Do I pursue teaching full-time? Do I pursue working outside my home full-time? Do I continue to maintain my Etsy shops? Do I continue writing? What path am I supposed to follow? Am I being distracted from my main purpose? Is my work taking me away from my children too much? What is the work that God has me here to do ?
So, I pray.
And I pray.
And then I am quiet and trusting. And I am aware and observant.
Last week, I met with two women who I have known for many, many years. One has been a mentor to me ever since I started this journey of writing and sharing My Islamic Life. The second, I have known of her, but never got to know her. These women, these incredible women have been brought into my life for a reason. The first, she pushes me to be brave, she reflects back to me the power I have, and she BELIEVES it will work. The second, I don’t know what her purpose is just yet. I just don’t know. But out of that meeting, I left with a full heart, an overflowing brain and so many more questions than answers.
I was so overwhelmed with it all that I couldn’t even answer Khaled when he asked how the lunch went. I could only tell him it was very interesting.
And then I wrapped myself in the safe cocoon of my home and my family and started praying.
The next day, I went out-of-town for an educational workshop on teaching. It was a nice long drive…perfect for praying. And so, for 45 minutes, God and I talked.
And when I arrived in this little picturesque town, and found my way into the classroom, I felt peaceful.

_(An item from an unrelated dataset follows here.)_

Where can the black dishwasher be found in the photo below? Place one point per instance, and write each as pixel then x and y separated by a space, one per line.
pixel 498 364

One of the women giving the workshop is a Dominican Nun. This is of no consequence to the workshop, but that during her first session, she told a story about a family she was working with who just exhausted all of her skills and strength as a counselor. As a last resort, she invited them to church with her. They refused, for some reason, and so she said she would go to church with them. She humorously joked that she could go to church anywhere, she knew it would be okay because she was in with God. She said she’s been to church services in all sorts of churches, and even a synagogue. But she’s never been to a mosque. She had never been invited to a mosque.Throughout the rest of the afternoon, while I was learning about the self-esteem and morality in children, I prayed.
And then at the end of the workshop, while everyone was filling out their evaluation forms, I introduced myself as part of the Muslim Community and I invited her to Jummah Service.

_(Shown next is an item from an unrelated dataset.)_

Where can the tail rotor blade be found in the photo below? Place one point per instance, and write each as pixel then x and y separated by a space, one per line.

When I left that afternoon, I felt terrified. Where will I take her to Jummah? From all of the Mosques in my city, I can’t find one that I feel entirely comfortable in.
Then, I thought, when the time comes, it will be okay. The day after, I went to halaka. I’ve not been to halaka in almost a little over a year. I’ve not gone for so many reasons, but that day I felt that I really needed to be there. When I went, I was instantly welcomed back. There were more than 15 ladies in attendance that day. Two of the ladies I’d never met before, both were converts. One of the ladies recognized me from My Islamic Life on Facebook. Boy was I shocked!

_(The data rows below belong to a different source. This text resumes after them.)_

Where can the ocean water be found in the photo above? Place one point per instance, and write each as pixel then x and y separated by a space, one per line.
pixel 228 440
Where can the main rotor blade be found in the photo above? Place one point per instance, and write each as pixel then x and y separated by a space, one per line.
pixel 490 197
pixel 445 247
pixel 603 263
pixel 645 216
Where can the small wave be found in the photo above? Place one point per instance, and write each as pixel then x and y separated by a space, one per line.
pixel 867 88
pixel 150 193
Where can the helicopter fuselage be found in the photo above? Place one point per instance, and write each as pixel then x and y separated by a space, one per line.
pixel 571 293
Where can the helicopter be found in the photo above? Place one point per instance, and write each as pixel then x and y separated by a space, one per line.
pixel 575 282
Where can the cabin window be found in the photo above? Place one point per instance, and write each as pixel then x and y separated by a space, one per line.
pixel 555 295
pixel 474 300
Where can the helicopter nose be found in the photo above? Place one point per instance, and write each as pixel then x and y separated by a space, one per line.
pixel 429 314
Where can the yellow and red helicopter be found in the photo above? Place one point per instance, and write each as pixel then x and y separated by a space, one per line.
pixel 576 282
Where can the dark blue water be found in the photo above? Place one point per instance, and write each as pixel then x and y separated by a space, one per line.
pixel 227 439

At the end of the meeting, I shared my story about inviting the Dominican Sister to Jummah and that it felt like a test and an opportunity from God to share Islam and to show a believer that Muslims are nice, regular people.
Aunt Faye shared with us news about a new lady who has been invited to Halaka but is so full of questions and is too apprehensive to come. I reminded her about what it was like for me before I attended my first meeting. How I would send emails back and forth asking soo many questions.
I have reached out to this lady and I hope I can answer her questions. I hope she responds, because it is so much better, so much easier to live an Islamic life when you know you are not doing it alone.